Membrane protein function behind epilepsy discovered

A research team has announced their unprecedented discovery of the three-dimensional (3D) structure and mechanism of a membrane protein which causes epilepsy and muscle problems. The scientists, from the Korea Brain Research Institute (KBRI), South Korea, say their findings can be used in the development of therapies to control the protein.

Previous studies have shown that neurons control the delivery of electrical signals and secretion of signal transduction materials by exchanging chloride ions and hydrogen ions in the cell membrane. A transporter protein known as CLC is involved in this process so if this is affected, muscle problems, epilepsy, hearing loss and blindness can develop.

The current study succeeded in identifying for the first time the structure of external glutamate residue, which plays a critical role in the ion exchange of single CLC transporter proteins.

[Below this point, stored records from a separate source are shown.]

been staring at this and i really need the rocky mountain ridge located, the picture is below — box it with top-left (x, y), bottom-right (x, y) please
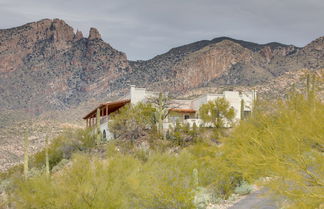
top-left (1, 19), bottom-right (323, 115)
top-left (128, 36), bottom-right (323, 93)
top-left (0, 18), bottom-right (131, 113)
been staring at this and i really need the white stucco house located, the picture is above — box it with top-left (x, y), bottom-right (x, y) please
top-left (83, 85), bottom-right (256, 140)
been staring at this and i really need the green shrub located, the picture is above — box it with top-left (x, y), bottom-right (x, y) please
top-left (234, 181), bottom-right (253, 195)
top-left (31, 129), bottom-right (94, 171)
top-left (13, 142), bottom-right (243, 209)
top-left (223, 93), bottom-right (324, 208)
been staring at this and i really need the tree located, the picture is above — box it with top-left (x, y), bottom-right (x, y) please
top-left (224, 92), bottom-right (324, 208)
top-left (199, 98), bottom-right (235, 129)
top-left (109, 103), bottom-right (155, 141)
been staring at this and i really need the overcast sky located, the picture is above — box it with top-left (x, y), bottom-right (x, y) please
top-left (0, 0), bottom-right (323, 60)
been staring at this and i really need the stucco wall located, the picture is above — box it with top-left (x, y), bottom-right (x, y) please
top-left (100, 121), bottom-right (113, 140)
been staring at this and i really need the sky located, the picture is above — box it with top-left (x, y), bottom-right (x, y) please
top-left (0, 0), bottom-right (323, 60)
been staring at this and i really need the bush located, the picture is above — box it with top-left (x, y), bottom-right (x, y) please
top-left (223, 93), bottom-right (324, 208)
top-left (11, 142), bottom-right (245, 208)
top-left (167, 122), bottom-right (199, 147)
top-left (31, 128), bottom-right (95, 171)
top-left (234, 181), bottom-right (253, 195)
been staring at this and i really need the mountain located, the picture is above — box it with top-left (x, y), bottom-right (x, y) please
top-left (127, 36), bottom-right (323, 93)
top-left (1, 19), bottom-right (323, 114)
top-left (0, 19), bottom-right (131, 113)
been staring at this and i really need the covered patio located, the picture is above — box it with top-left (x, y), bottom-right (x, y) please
top-left (83, 99), bottom-right (131, 128)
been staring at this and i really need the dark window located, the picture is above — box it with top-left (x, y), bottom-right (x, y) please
top-left (103, 130), bottom-right (107, 139)
top-left (243, 111), bottom-right (251, 118)
top-left (184, 115), bottom-right (190, 120)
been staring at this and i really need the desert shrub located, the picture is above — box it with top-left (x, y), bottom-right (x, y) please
top-left (51, 159), bottom-right (69, 173)
top-left (31, 128), bottom-right (94, 171)
top-left (0, 164), bottom-right (23, 181)
top-left (234, 180), bottom-right (253, 195)
top-left (12, 141), bottom-right (247, 209)
top-left (167, 122), bottom-right (199, 147)
top-left (13, 151), bottom-right (198, 209)
top-left (223, 93), bottom-right (324, 208)
top-left (187, 144), bottom-right (243, 199)
top-left (77, 128), bottom-right (97, 149)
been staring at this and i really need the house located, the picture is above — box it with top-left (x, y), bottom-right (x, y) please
top-left (83, 85), bottom-right (256, 140)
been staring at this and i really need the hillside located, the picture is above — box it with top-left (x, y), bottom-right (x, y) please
top-left (128, 36), bottom-right (323, 93)
top-left (0, 18), bottom-right (131, 113)
top-left (1, 19), bottom-right (324, 114)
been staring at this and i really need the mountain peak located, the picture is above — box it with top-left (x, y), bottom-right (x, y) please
top-left (75, 30), bottom-right (84, 40)
top-left (88, 27), bottom-right (101, 40)
top-left (304, 36), bottom-right (324, 51)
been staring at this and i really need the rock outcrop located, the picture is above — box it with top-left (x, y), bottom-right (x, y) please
top-left (74, 30), bottom-right (84, 41)
top-left (88, 27), bottom-right (101, 40)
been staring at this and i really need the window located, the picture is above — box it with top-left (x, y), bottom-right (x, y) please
top-left (184, 115), bottom-right (190, 120)
top-left (103, 130), bottom-right (106, 139)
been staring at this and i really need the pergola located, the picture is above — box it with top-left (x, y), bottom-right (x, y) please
top-left (83, 99), bottom-right (131, 128)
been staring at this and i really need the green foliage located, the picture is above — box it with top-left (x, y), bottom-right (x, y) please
top-left (234, 181), bottom-right (253, 195)
top-left (109, 103), bottom-right (155, 141)
top-left (11, 141), bottom-right (245, 208)
top-left (31, 129), bottom-right (95, 171)
top-left (199, 98), bottom-right (235, 139)
top-left (223, 93), bottom-right (324, 208)
top-left (167, 122), bottom-right (199, 146)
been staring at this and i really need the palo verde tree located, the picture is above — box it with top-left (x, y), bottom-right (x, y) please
top-left (224, 80), bottom-right (324, 208)
top-left (199, 98), bottom-right (235, 128)
top-left (199, 98), bottom-right (235, 138)
top-left (109, 103), bottom-right (155, 141)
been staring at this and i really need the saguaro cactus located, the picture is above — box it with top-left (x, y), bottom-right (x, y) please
top-left (306, 73), bottom-right (311, 100)
top-left (23, 132), bottom-right (29, 180)
top-left (150, 93), bottom-right (169, 139)
top-left (306, 73), bottom-right (316, 106)
top-left (192, 168), bottom-right (199, 189)
top-left (45, 136), bottom-right (50, 177)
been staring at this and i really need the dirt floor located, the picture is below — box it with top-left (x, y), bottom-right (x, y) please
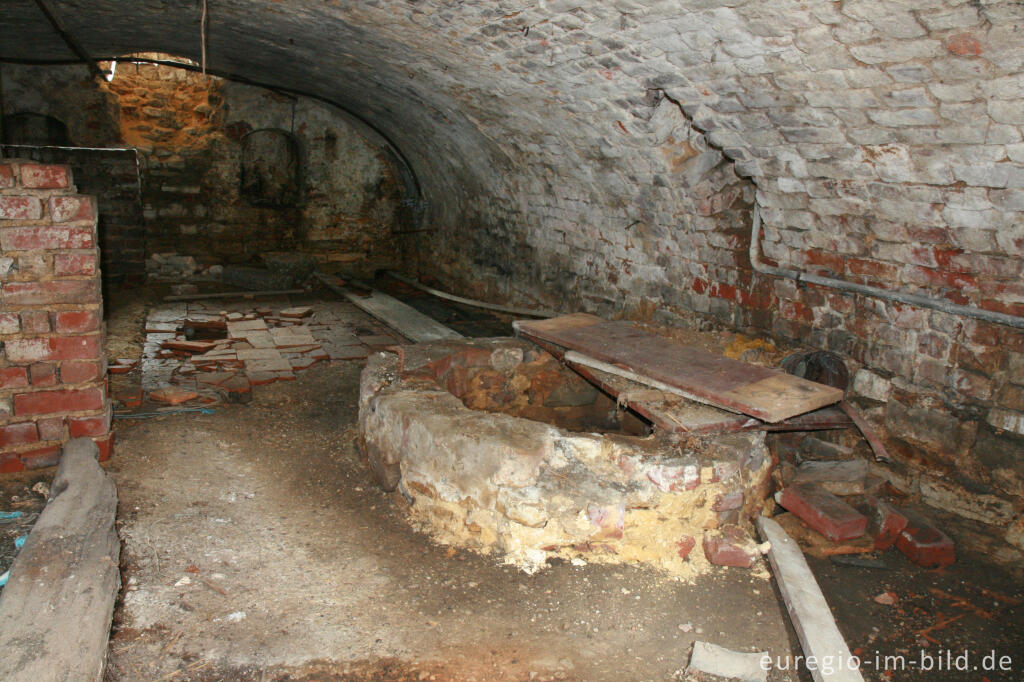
top-left (91, 282), bottom-right (799, 681)
top-left (4, 280), bottom-right (1022, 681)
top-left (102, 359), bottom-right (800, 681)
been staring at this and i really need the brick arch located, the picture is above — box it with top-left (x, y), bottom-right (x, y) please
top-left (1, 112), bottom-right (71, 146)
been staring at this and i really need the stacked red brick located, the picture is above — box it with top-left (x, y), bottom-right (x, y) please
top-left (0, 160), bottom-right (111, 472)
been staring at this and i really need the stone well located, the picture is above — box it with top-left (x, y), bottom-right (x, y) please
top-left (358, 338), bottom-right (774, 575)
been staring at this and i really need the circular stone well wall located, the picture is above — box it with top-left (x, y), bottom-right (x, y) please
top-left (359, 338), bottom-right (774, 576)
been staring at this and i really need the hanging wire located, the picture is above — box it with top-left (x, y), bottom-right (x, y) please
top-left (200, 0), bottom-right (208, 75)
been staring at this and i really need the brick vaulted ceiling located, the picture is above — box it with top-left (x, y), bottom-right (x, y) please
top-left (2, 1), bottom-right (1023, 316)
top-left (5, 1), bottom-right (1024, 547)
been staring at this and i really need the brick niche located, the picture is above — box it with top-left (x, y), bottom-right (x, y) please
top-left (0, 159), bottom-right (112, 472)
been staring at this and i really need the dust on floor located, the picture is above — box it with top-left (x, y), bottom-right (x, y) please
top-left (103, 361), bottom-right (798, 681)
top-left (96, 285), bottom-right (1024, 681)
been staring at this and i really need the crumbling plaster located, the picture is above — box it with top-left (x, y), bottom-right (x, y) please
top-left (2, 0), bottom-right (1023, 552)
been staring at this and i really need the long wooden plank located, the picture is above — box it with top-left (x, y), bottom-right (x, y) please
top-left (345, 290), bottom-right (463, 343)
top-left (516, 314), bottom-right (843, 423)
top-left (756, 517), bottom-right (865, 682)
top-left (574, 361), bottom-right (850, 434)
top-left (528, 336), bottom-right (850, 434)
top-left (316, 274), bottom-right (462, 343)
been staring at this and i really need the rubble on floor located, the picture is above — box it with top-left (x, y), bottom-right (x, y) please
top-left (770, 432), bottom-right (957, 569)
top-left (110, 296), bottom-right (403, 412)
top-left (147, 251), bottom-right (318, 291)
top-left (145, 252), bottom-right (204, 280)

The researchers produced mutated CLC proteins, where external glutamate residue is changed and found a 3D structure under nine different conditions. The team also uncovered new areas where chloride ions are combined in a transporter. Based on this, they revealed that a single CLC protein can have four different structures in the ion exchange process.

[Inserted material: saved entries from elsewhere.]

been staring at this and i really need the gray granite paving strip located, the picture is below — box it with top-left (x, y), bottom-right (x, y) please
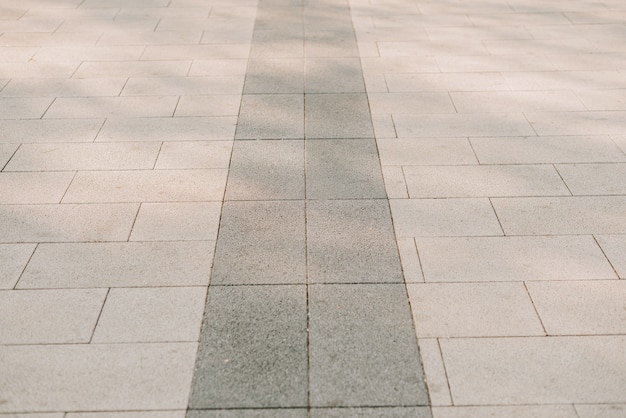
top-left (211, 201), bottom-right (306, 285)
top-left (305, 93), bottom-right (374, 139)
top-left (235, 94), bottom-right (304, 140)
top-left (309, 284), bottom-right (429, 407)
top-left (188, 410), bottom-right (306, 418)
top-left (188, 285), bottom-right (308, 409)
top-left (310, 407), bottom-right (432, 417)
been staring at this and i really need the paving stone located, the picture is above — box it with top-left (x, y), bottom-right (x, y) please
top-left (0, 343), bottom-right (197, 412)
top-left (130, 202), bottom-right (222, 241)
top-left (595, 235), bottom-right (626, 279)
top-left (310, 407), bottom-right (432, 418)
top-left (416, 236), bottom-right (617, 282)
top-left (432, 406), bottom-right (578, 418)
top-left (309, 284), bottom-right (428, 407)
top-left (244, 58), bottom-right (304, 93)
top-left (0, 97), bottom-right (53, 119)
top-left (305, 93), bottom-right (373, 139)
top-left (225, 140), bottom-right (305, 200)
top-left (451, 91), bottom-right (586, 112)
top-left (556, 163), bottom-right (626, 195)
top-left (0, 119), bottom-right (103, 143)
top-left (378, 40), bottom-right (489, 57)
top-left (396, 237), bottom-right (423, 282)
top-left (212, 201), bottom-right (306, 285)
top-left (68, 412), bottom-right (185, 418)
top-left (484, 39), bottom-right (599, 55)
top-left (467, 12), bottom-right (572, 26)
top-left (1, 78), bottom-right (126, 98)
top-left (0, 62), bottom-right (80, 79)
top-left (470, 135), bottom-right (626, 164)
top-left (236, 94), bottom-right (304, 139)
top-left (307, 200), bottom-right (402, 283)
top-left (426, 26), bottom-right (532, 41)
top-left (18, 241), bottom-right (213, 288)
top-left (74, 61), bottom-right (191, 78)
top-left (0, 203), bottom-right (138, 243)
top-left (0, 289), bottom-right (106, 344)
top-left (371, 114), bottom-right (397, 138)
top-left (380, 166), bottom-right (408, 198)
top-left (174, 95), bottom-right (242, 118)
top-left (0, 244), bottom-right (35, 289)
top-left (376, 138), bottom-right (477, 166)
top-left (612, 134), bottom-right (626, 153)
top-left (93, 287), bottom-right (207, 343)
top-left (63, 169), bottom-right (226, 203)
top-left (98, 117), bottom-right (237, 142)
top-left (407, 283), bottom-right (544, 338)
top-left (0, 172), bottom-right (74, 204)
top-left (546, 53), bottom-right (626, 71)
top-left (436, 55), bottom-right (555, 72)
top-left (32, 46), bottom-right (144, 62)
top-left (390, 199), bottom-right (503, 237)
top-left (122, 76), bottom-right (244, 96)
top-left (189, 59), bottom-right (249, 76)
top-left (155, 141), bottom-right (233, 169)
top-left (528, 111), bottom-right (626, 135)
top-left (44, 96), bottom-right (179, 118)
top-left (360, 56), bottom-right (440, 74)
top-left (189, 285), bottom-right (308, 409)
top-left (440, 336), bottom-right (626, 404)
top-left (188, 411), bottom-right (306, 418)
top-left (576, 89), bottom-right (626, 111)
top-left (417, 339), bottom-right (451, 406)
top-left (527, 281), bottom-right (626, 335)
top-left (98, 30), bottom-right (202, 45)
top-left (393, 113), bottom-right (535, 138)
top-left (492, 196), bottom-right (626, 235)
top-left (368, 92), bottom-right (455, 114)
top-left (404, 165), bottom-right (569, 198)
top-left (305, 58), bottom-right (365, 93)
top-left (305, 31), bottom-right (359, 58)
top-left (305, 139), bottom-right (386, 199)
top-left (575, 404), bottom-right (626, 418)
top-left (5, 143), bottom-right (160, 171)
top-left (503, 71), bottom-right (626, 91)
top-left (385, 73), bottom-right (509, 92)
top-left (142, 44), bottom-right (250, 60)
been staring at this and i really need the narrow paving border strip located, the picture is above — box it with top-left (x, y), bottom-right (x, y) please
top-left (187, 0), bottom-right (431, 415)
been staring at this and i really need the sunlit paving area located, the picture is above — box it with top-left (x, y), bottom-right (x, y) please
top-left (0, 0), bottom-right (625, 416)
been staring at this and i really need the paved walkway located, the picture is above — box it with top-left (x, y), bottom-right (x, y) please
top-left (1, 0), bottom-right (625, 417)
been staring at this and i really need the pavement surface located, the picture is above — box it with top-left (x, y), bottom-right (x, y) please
top-left (0, 0), bottom-right (625, 417)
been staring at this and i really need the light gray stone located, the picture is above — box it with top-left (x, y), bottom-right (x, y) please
top-left (556, 163), bottom-right (626, 195)
top-left (236, 94), bottom-right (304, 139)
top-left (18, 241), bottom-right (213, 288)
top-left (310, 407), bottom-right (432, 418)
top-left (305, 93), bottom-right (374, 139)
top-left (244, 58), bottom-right (304, 93)
top-left (188, 411), bottom-right (306, 418)
top-left (155, 141), bottom-right (233, 169)
top-left (307, 200), bottom-right (402, 283)
top-left (309, 284), bottom-right (428, 407)
top-left (44, 96), bottom-right (179, 118)
top-left (595, 235), bottom-right (626, 279)
top-left (305, 139), bottom-right (387, 199)
top-left (98, 117), bottom-right (237, 142)
top-left (122, 76), bottom-right (244, 96)
top-left (0, 119), bottom-right (103, 143)
top-left (0, 244), bottom-right (36, 289)
top-left (305, 58), bottom-right (365, 93)
top-left (189, 285), bottom-right (308, 409)
top-left (376, 138), bottom-right (478, 166)
top-left (432, 405), bottom-right (578, 418)
top-left (0, 172), bottom-right (74, 204)
top-left (393, 113), bottom-right (535, 138)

The team say that the structure and functions of the membrane protein and the principle-of-material transport can be used in the development of technologies that control various physiological mechanisms and diseases by manipulating the membrane protein.

Lead researcher Dr Lim Hyun-ho said “Our team could achieve good results thanks to KBRI which provided long-standing support for the systemic research that integrates structure and function even though the results could not be achieved immediately.”

The team will continue to research the membrane protein, which is essential to maintaining the physiological function of a brain.

The results were published in Proceedings of the National Academy of Sciences (PNAS).